Yesterday was a long day, as per usual, but since it's my nature to see a silver lining in even the darkest of clouds, I realized that yesterday marked a week until Kaia finally hits NYC yet again. So despite the fact that both of us powered through busy, successful days yesterday, last night was a quicker-than-usual wind-down for us both. She had woken up an hour earlier than normal to hit an early-morning meeting, and I had also been up early running around far earlier than normal.
So by the time night approached, and we had finished our co-conspiracy regarding her impending visit and everything we wanted to do, we both quickly fell asleep. Around 7:15 this morning, I got a call from who I expected was my sister about her doctor appointment this morning. Instead, it was Kaia. Apparently, she had been having trouble sleeping and didn't want to call me until my normal wake-up hour, and when she called my machine picked it up. Half-in and half-out of sleep, I checked my messages and immediately called her back once I knew it was her.
We talked for a little bit as she slowly drifted back to sleep, and as I tried to quietly ease her back to sleep, I realized how much I was looking forward to waking up with her in a week. We have a lot of things planned -- a couple day-trips over the holiday weekend, maybe the beach, some museums, a possible boat-ride on the East River (if a friend of mine gets his ass back in town sometime this year ;) and a lot of shared time. But as much as the "events" -- dinners, parties, cocktails, brunches, whatever -- are fun, the best part of her being here, for me, is the mundane, daily stuff; coming home and seeing her working at my desk, bringing her some new, unexpected flowers on a whim, getting out of the shower while she's putting on make-up in front of the hall mirror...it's always a treat.

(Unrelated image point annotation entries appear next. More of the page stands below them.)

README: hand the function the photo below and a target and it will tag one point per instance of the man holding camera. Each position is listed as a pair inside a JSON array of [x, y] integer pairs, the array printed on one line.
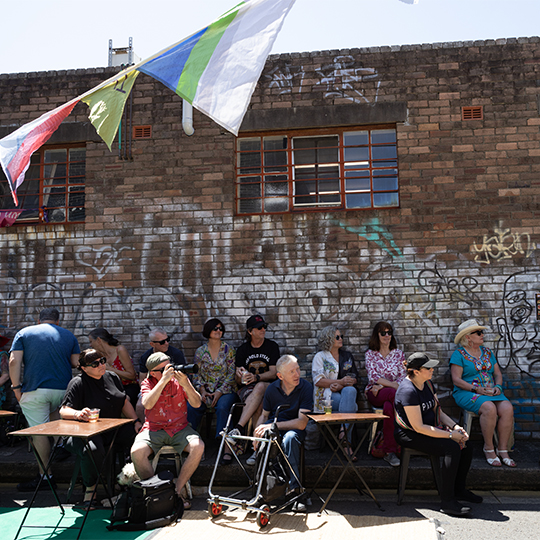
[[165, 395]]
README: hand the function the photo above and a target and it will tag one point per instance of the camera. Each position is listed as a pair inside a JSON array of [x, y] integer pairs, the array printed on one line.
[[188, 369]]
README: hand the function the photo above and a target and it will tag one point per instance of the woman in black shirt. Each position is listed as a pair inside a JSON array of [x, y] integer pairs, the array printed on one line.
[[422, 425], [96, 388]]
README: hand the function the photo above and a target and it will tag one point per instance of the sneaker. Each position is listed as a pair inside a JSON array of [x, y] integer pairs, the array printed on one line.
[[455, 509], [252, 460], [235, 433], [392, 459], [31, 485], [469, 496]]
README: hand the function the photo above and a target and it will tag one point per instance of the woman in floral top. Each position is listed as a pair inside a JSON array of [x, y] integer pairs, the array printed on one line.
[[334, 375], [477, 380], [215, 379], [385, 370]]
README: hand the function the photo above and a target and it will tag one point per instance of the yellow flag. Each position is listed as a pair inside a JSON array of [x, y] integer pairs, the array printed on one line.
[[107, 105]]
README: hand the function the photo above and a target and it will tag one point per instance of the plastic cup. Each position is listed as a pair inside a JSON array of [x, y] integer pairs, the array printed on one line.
[[327, 406]]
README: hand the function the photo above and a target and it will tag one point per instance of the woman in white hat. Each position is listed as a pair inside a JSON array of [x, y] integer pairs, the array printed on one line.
[[477, 382]]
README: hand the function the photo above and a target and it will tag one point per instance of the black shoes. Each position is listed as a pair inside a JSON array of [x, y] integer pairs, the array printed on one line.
[[469, 496], [31, 485], [454, 508]]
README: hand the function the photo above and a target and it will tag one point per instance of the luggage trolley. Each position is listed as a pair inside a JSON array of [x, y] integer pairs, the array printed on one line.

Now despite the fact we'll have been dating for close to two years this November, part of the fact, perhaps, why this mundane stuff still rocks me on a regular basis is because it isn't -- she and I live on opposite coasts so the "regular" stuff is not really regular. While that helps instill "newness" in the relationship, it can also casts doubt as to whether we can handle a shared daily life. Considering we've spent two- and three-week periods together without a break of any type, and that we rarely have even a minor disagreement, I'm far from concerned. I keep waiting, on some level, for the other shoe to drop -- it doesn't seem, after all the shit I've survived and/or endured since and before she and I met, that this could be this good -- but there's no other shoe, nothing about to drop, and all we really need to do is pick a zip code, some furniture and live happily ever after.
Sure, there are some obstacles. There's cross-coastal plane trips for family, holidays, work, appointments, cleaning to pick up, laundry to do...it's all in there in the tapestry of our lives. But the real key to it is that I'm looking forward to the day we're sharing a mailbox and a set of keys. I'm looking forward to her nudging me rather than calling me when she can't sleep.
And most of all I'm just looking forward to seeing her when I walk through the door on the 29th, and thereafter.